Discussion
In this study, we developed and validated a model to predict next-day census in the surgical unit of a large tertiary paediatric hospital. We used a hierarchical modelling framework in order to isolate and evaluate the importance of individual prediction components (temporal, current census, discharges, admissions) and to evaluate which predictive factors best predict each of the components. This model was able to predict admissions with a median error of 16.7% (two patients per day), predict discharges with a median error of 21% (three patients per day) and predict next-day census with a median error of 7% (three patients per day). The factors found to be of most significance in predicting next-day census were the day of the week, followed by the number of predicted admissions, and finally the number of predicted discharges.
In addition to the prediction of next-day census, a particular focus was given for the prediction and analysis of the LOS after surgery. Based only on procedure-related data, a separate random forest model was able to predict LOS with a median error of 36% or 0.8 days per patient. By far the most significant factor for this prediction of LOS was the procedure duration. Longer procedures were associated with longer hospital stays, both when comparing all procedures only by their duration and when comparing the same procedure for different durations. These results are consistent with prior studies that have shown an association between procedure duration and total LOS,10 19 20 yet these other studies were all carried out in an adult population where different factors drive procedure duration.21 The association between procedure duration and LOS is not surprising, as major procedures are expected to take longer than minor procedures and to require longer in-hospital recovery time. Studies also suggest that prolonged procedures are associated with an increased risk for perioperative surgical-site infections, thus contributing even more to the overall LOS.10
The hierarchical modelling framework used in this study enables better understanding of the factors driving capacity issues and prediction accuracy. This approach also lends itself well to stepwise model implementation, from basic top-down temporal features such as day-of-week and holidays to bottom-up features extracted from detailed order sets using advanced natural language processing tools. In this study, we show the contribution of these different ‘building blocks’ and highlight the importance of easy-to-obtain temporal information to the overall prediction. In addition, we provide a systematic investigation of paediatric surgical procedures with respect to postoperative hospital LOS. We show that the LOS can be predicted with good accuracy based on procedures data alone, and that procedure duration is highly predictive of the total LOS for most, but not for all paediatric procedures. Since paediatric surgical procedures differ greatly from adult procedures, and since previous studies have focused on the adult population, our results can provide an important contribution to the field of paediatric capacity planning.

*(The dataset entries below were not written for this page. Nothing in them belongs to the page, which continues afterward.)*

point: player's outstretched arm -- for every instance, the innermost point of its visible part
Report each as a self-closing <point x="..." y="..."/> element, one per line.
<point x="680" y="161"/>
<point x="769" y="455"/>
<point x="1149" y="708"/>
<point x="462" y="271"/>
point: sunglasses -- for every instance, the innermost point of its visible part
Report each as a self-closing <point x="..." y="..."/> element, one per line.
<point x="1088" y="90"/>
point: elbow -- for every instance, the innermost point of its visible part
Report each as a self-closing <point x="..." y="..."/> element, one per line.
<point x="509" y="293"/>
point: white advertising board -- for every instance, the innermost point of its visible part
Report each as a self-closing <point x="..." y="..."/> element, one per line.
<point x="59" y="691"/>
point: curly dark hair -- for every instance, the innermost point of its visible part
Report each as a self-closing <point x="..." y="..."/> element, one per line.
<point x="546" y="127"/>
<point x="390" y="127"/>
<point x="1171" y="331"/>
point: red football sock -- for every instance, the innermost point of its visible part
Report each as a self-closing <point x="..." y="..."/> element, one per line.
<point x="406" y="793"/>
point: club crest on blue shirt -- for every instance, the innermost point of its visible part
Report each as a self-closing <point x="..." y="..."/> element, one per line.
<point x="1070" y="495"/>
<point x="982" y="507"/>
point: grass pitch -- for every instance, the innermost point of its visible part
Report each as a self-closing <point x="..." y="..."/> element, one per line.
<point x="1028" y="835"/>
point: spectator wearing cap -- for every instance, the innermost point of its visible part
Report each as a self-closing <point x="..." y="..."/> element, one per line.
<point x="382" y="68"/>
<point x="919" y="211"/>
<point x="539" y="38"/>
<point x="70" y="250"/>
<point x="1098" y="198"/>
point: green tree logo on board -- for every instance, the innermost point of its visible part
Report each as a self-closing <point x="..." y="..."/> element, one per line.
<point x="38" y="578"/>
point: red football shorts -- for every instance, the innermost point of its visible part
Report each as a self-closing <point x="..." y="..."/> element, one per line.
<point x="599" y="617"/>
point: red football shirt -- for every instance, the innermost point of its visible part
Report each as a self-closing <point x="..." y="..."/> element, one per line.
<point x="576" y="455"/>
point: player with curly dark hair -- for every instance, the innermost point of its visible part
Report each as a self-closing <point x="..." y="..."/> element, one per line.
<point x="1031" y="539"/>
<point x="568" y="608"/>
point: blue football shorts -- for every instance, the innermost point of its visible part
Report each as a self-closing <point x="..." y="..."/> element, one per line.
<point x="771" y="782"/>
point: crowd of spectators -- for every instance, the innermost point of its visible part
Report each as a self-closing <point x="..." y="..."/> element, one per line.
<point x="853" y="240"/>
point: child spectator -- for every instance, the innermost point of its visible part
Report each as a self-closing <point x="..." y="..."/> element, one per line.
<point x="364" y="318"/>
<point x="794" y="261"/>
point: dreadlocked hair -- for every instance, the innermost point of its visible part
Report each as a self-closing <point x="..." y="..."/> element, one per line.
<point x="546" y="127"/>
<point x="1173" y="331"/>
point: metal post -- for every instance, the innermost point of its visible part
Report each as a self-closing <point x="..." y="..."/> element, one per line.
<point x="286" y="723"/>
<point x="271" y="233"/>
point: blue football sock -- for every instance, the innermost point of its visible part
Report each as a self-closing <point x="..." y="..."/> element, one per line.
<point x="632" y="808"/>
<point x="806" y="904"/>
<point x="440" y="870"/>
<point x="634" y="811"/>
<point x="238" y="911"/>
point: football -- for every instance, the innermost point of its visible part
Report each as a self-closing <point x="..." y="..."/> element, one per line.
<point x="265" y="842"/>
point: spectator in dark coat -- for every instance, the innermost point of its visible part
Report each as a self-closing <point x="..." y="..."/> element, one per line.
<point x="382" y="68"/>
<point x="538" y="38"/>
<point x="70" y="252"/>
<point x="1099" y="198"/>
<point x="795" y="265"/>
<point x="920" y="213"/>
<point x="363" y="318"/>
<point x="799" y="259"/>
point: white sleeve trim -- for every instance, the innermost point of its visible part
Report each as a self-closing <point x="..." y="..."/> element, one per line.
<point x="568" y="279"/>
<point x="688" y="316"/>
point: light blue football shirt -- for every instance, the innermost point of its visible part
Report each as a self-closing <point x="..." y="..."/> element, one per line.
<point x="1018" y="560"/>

This study has several limitations. First, it is a single-centre retrospective study of a tertiary paediatric hospital, and thus, the findings may not be applicable to other settings. Second, while the present model was developed to predict next-day census, other settings may require different timescales for prediction—from the prediction of hourly changes in census, to long-term prediction of the census in the next week, month or year. These different timescales will require retraining of the model according to the desired outcomes. Third, only procedures completed prior to the surgical-unit admission were included in the models, possibly omitting valuable information from the prediction. Nevertheless, we would expect the models to only improve if this information would be added in future implementations. Fourth, as in any prediction model, the census prediction model is not 100% accurate. When used in clinical practice, clinicians and administrators can incorporate its predictions as one of several inputs in their decision-making processes. Lastly, our data included only data recorded prior to the COVID-19 pandemic, and thus may not be representative of data collected during the pandemic.
As the cost of building inpatient bed spaces continues to rise and financial pressure on paediatric hospitals increases, efficient utilisation of existing inpatient spaces becomes increasingly vital for healthcare sustainability. Predictive tools make the smoothing of elective procedures feasible and enable proactive planning to align staffing and other expensive resources. Similarly, in facilities with excess capacity, predictive tools help minimise waste of resources during periods of low occupancy. Facility planning and long-range staffing strategies will be more accurate with the help of high-performance system-wide prediction models. As healthcare resources are not stretched too much, quality and patient safety can be improved greatly.
We have shown that surgery occupancy prediction in a paediatric setting is plausible. We have further shown that surgical unit occupancy is dependent on both top-down temporal factors as well as bottom-up individual-patient information, including data on surgical procedures planned and performed, occupancy in other related departments, and clinical and administrative orders given to admitted patients. A hierarchical modelling framework that combines both types of factors has the potential to be better suited for predicting future surgical-unit occupancy, supporting decision-makers in their quest for improved scheduling, staffing and resource planning, reducing overcrowding and cancellations of surgeries in paediatric healthcare settings.